Taraflar arasındaki 4650 sayılı Kanunla değişik 2942 sayılı Kamulaştırma Kanununun 10. maddesine dayanan kamulaştırma bedelinin tespiti ve kamulaştırılan taşınmazın davacı idare adına tescili davasından dolayı yapılan yargılama sonunda: Davanın kabulüne dair verilen yukarıda gün ve sayıları yazılı hükmün Yargıtay"ca incelenmesi, davacı idare ile davalılardan M.. B.. vekilince verilen dilekçeler ile istenilmiş olmakla, dosyadaki belgeler okunup uyuşmazlık anlaşıldıktan sonra gereği görüşülüp düşünüldü: - K A R A R –
Dava, 4650 sayılı Kanunla değişik 2942 sayılı Kamulaştırma Kanununun 10. maddesine dayanan kamulaştırma bedelinin tespiti ve kamulaştırılan taşınmazın davacı idare adına tescili istemine ilişkindir. Mahkemece davanın kabulüne karar verilmiş; hüküm taraf vekillerince temyiz edilmiştir. Taşınmazların bir kısmının tarım arazisi bir kısmının ise fındıklık niteliğinde kabulü ile olduğu gibi kullanılması halinde getireceği net geliri üzerinden bilimsel yolla değerinin tespit edilmesinde; yöntem itibariyle üzerinde bulunan binalara ise resmi birim fiyatları esas alınıp, yıpranma payı da düşülerek değer biçilmesi doğrudur. Davacı idare vekilinin temyiz itirazları yerinde değildir. Davalı Mehmet Bakan vekilinin temyizine gelince; Taşınmazın bilirkişi raporunda yazılı özellikleri, göz önüne alınarak gelir metoduna göre belirlenen metrekare birim fiyatına % 150 oranında objektif değer artırıcı unsur ilave edilmesi gerekirken objektif artışın daha düşük oranda olduğunun kabulü ile aza hükmedilmesi, Doğru görülmemiştir.
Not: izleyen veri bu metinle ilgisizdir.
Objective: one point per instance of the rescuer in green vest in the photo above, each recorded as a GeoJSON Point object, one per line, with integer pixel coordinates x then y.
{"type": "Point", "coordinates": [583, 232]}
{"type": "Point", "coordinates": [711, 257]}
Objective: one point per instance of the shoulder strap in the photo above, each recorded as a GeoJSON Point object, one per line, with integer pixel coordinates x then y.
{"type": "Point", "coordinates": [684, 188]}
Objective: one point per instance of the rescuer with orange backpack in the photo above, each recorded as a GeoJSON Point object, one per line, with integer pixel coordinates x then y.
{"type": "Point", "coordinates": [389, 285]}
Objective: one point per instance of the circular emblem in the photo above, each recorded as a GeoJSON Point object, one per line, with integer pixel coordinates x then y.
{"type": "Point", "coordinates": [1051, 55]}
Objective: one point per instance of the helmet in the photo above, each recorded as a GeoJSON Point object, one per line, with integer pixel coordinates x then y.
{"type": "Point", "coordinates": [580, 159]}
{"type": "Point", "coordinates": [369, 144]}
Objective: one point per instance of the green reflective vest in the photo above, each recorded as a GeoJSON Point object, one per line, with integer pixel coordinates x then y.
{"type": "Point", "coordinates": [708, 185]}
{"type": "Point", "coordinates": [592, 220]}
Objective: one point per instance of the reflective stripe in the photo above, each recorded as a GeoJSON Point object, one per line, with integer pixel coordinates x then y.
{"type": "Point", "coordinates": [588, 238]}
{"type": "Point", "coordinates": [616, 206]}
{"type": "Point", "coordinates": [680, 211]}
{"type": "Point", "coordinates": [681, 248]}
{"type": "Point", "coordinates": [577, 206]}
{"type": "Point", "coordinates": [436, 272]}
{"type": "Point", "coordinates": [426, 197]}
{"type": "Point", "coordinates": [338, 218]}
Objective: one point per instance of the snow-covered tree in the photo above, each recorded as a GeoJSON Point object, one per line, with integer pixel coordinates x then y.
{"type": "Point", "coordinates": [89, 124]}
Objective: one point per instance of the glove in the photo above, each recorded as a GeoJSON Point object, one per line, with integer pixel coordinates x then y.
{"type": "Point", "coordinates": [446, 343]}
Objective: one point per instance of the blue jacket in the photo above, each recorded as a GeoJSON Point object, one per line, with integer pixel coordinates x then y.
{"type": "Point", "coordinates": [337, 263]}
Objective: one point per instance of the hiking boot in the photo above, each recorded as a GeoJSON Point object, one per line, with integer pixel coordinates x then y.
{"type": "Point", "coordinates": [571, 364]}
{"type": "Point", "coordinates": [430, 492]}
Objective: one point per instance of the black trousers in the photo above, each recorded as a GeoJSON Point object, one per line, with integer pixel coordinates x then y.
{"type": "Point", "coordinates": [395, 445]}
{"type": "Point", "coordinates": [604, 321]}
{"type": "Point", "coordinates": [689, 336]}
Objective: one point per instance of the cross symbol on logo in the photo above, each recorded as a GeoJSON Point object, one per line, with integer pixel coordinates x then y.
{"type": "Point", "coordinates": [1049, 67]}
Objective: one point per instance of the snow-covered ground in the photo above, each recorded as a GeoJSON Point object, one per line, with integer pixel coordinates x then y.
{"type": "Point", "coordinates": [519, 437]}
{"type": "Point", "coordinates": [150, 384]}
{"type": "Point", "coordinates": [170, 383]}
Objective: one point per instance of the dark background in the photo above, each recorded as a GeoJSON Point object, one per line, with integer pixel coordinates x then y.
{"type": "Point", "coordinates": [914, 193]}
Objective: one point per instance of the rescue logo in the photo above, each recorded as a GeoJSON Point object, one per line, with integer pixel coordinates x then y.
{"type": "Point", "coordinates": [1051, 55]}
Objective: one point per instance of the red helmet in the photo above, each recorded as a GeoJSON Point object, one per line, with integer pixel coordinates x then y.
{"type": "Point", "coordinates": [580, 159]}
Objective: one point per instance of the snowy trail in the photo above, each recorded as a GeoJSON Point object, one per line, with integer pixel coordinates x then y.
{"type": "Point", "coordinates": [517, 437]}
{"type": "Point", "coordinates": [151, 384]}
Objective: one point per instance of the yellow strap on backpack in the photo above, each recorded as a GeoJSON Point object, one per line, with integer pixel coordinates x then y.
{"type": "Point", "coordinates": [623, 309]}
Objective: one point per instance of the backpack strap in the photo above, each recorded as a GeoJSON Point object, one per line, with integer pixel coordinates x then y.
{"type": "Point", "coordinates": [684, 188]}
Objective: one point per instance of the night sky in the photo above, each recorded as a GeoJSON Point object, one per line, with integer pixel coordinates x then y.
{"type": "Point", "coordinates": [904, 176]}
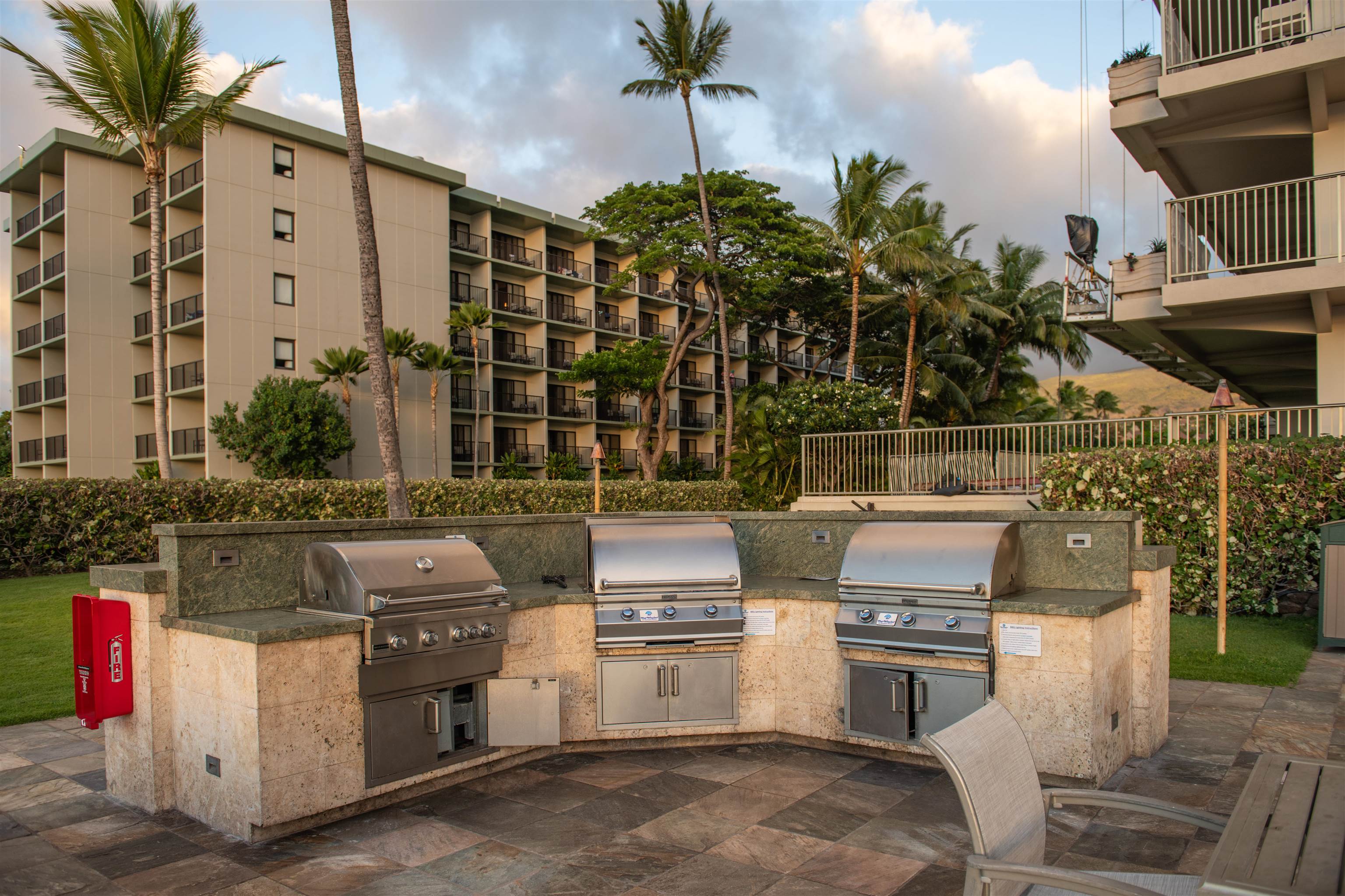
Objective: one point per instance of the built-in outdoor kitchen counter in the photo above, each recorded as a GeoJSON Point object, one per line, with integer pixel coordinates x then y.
{"type": "Point", "coordinates": [250, 717]}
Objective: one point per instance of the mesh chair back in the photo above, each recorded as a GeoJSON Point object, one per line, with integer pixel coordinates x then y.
{"type": "Point", "coordinates": [990, 763]}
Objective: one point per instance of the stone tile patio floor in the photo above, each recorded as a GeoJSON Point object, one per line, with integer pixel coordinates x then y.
{"type": "Point", "coordinates": [770, 819]}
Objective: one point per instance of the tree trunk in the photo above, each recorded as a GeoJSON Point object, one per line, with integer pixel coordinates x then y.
{"type": "Point", "coordinates": [163, 444]}
{"type": "Point", "coordinates": [718, 295]}
{"type": "Point", "coordinates": [855, 326]}
{"type": "Point", "coordinates": [370, 286]}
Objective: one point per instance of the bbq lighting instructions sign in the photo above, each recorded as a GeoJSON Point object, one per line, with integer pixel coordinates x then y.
{"type": "Point", "coordinates": [1020, 641]}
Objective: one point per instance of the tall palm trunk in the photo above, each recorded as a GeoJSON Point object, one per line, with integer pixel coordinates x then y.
{"type": "Point", "coordinates": [718, 295]}
{"type": "Point", "coordinates": [389, 451]}
{"type": "Point", "coordinates": [163, 447]}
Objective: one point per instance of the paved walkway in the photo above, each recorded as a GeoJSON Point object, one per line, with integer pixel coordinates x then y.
{"type": "Point", "coordinates": [771, 819]}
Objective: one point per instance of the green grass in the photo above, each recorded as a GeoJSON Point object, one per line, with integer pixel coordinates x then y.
{"type": "Point", "coordinates": [1261, 650]}
{"type": "Point", "coordinates": [37, 677]}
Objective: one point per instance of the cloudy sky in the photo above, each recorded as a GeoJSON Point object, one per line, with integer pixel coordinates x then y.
{"type": "Point", "coordinates": [982, 98]}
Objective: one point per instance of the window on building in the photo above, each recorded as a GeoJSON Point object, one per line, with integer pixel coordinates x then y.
{"type": "Point", "coordinates": [284, 354]}
{"type": "Point", "coordinates": [283, 161]}
{"type": "Point", "coordinates": [283, 290]}
{"type": "Point", "coordinates": [284, 224]}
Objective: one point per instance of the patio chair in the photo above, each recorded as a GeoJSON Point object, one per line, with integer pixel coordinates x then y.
{"type": "Point", "coordinates": [988, 758]}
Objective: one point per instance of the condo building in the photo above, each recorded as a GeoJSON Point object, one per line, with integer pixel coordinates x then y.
{"type": "Point", "coordinates": [263, 275]}
{"type": "Point", "coordinates": [1243, 119]}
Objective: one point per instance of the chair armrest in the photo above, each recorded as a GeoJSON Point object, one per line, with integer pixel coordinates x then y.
{"type": "Point", "coordinates": [1059, 797]}
{"type": "Point", "coordinates": [982, 870]}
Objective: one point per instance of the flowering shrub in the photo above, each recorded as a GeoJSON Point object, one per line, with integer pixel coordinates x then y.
{"type": "Point", "coordinates": [1280, 493]}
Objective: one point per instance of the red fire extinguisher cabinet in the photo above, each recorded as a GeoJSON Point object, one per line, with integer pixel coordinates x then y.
{"type": "Point", "coordinates": [103, 658]}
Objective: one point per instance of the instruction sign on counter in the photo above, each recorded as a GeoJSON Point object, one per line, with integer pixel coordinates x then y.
{"type": "Point", "coordinates": [1020, 641]}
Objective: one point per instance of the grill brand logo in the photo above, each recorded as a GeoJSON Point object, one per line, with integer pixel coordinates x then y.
{"type": "Point", "coordinates": [116, 668]}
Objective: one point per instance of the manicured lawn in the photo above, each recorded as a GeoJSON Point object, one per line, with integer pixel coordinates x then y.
{"type": "Point", "coordinates": [37, 676]}
{"type": "Point", "coordinates": [1261, 650]}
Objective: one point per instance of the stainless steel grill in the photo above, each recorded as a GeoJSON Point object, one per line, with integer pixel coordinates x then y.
{"type": "Point", "coordinates": [926, 587]}
{"type": "Point", "coordinates": [665, 580]}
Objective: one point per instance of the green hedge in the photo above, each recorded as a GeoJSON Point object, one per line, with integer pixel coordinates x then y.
{"type": "Point", "coordinates": [1280, 493]}
{"type": "Point", "coordinates": [63, 525]}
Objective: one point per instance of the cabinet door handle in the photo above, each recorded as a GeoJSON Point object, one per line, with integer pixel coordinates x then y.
{"type": "Point", "coordinates": [432, 706]}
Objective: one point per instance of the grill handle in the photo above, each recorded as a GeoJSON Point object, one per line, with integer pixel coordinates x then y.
{"type": "Point", "coordinates": [731, 582]}
{"type": "Point", "coordinates": [979, 588]}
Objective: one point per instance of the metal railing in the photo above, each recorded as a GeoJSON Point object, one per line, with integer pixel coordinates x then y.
{"type": "Point", "coordinates": [189, 442]}
{"type": "Point", "coordinates": [1268, 228]}
{"type": "Point", "coordinates": [1008, 458]}
{"type": "Point", "coordinates": [1199, 33]}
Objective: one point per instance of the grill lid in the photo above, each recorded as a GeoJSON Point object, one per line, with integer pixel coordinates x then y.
{"type": "Point", "coordinates": [964, 560]}
{"type": "Point", "coordinates": [366, 576]}
{"type": "Point", "coordinates": [659, 555]}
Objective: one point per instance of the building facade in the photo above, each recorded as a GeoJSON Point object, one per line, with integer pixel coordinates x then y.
{"type": "Point", "coordinates": [263, 275]}
{"type": "Point", "coordinates": [1243, 117]}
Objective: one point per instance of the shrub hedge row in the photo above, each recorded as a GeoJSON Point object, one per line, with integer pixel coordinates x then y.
{"type": "Point", "coordinates": [1280, 493]}
{"type": "Point", "coordinates": [65, 525]}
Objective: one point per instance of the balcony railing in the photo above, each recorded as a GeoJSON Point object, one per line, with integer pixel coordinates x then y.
{"type": "Point", "coordinates": [613, 412]}
{"type": "Point", "coordinates": [518, 403]}
{"type": "Point", "coordinates": [54, 447]}
{"type": "Point", "coordinates": [506, 251]}
{"type": "Point", "coordinates": [615, 323]}
{"type": "Point", "coordinates": [187, 178]}
{"type": "Point", "coordinates": [189, 442]}
{"type": "Point", "coordinates": [30, 394]}
{"type": "Point", "coordinates": [1199, 33]}
{"type": "Point", "coordinates": [1292, 224]}
{"type": "Point", "coordinates": [516, 303]}
{"type": "Point", "coordinates": [187, 376]}
{"type": "Point", "coordinates": [568, 267]}
{"type": "Point", "coordinates": [571, 408]}
{"type": "Point", "coordinates": [518, 354]}
{"type": "Point", "coordinates": [186, 310]}
{"type": "Point", "coordinates": [186, 244]}
{"type": "Point", "coordinates": [524, 454]}
{"type": "Point", "coordinates": [567, 313]}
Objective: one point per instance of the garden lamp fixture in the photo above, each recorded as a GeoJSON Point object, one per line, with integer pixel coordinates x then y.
{"type": "Point", "coordinates": [1222, 401]}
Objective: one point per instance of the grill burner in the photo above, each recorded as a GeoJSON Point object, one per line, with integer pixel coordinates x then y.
{"type": "Point", "coordinates": [665, 580]}
{"type": "Point", "coordinates": [926, 588]}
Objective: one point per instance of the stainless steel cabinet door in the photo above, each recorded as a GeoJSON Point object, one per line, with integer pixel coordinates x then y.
{"type": "Point", "coordinates": [634, 691]}
{"type": "Point", "coordinates": [876, 703]}
{"type": "Point", "coordinates": [940, 700]}
{"type": "Point", "coordinates": [403, 735]}
{"type": "Point", "coordinates": [701, 689]}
Davalı M.. B.. vekilinin temyiz itirazları yerinde olduğundan hükmün açıklanan nedenlerle H.U.M.K.nun 428. maddesi gereğince BOZULMASINA, davalılardan M.. B.."dan peşin alınan temyiz harçlarının istenildiğinde iadesine ve davacı idareden peşin alınan temyiz ve taraflardan alınan temyize başvurma harçlarının Hazineye irad kaydedilmesine, 26/01/2016 gününde oybirliğiyle karar verildi.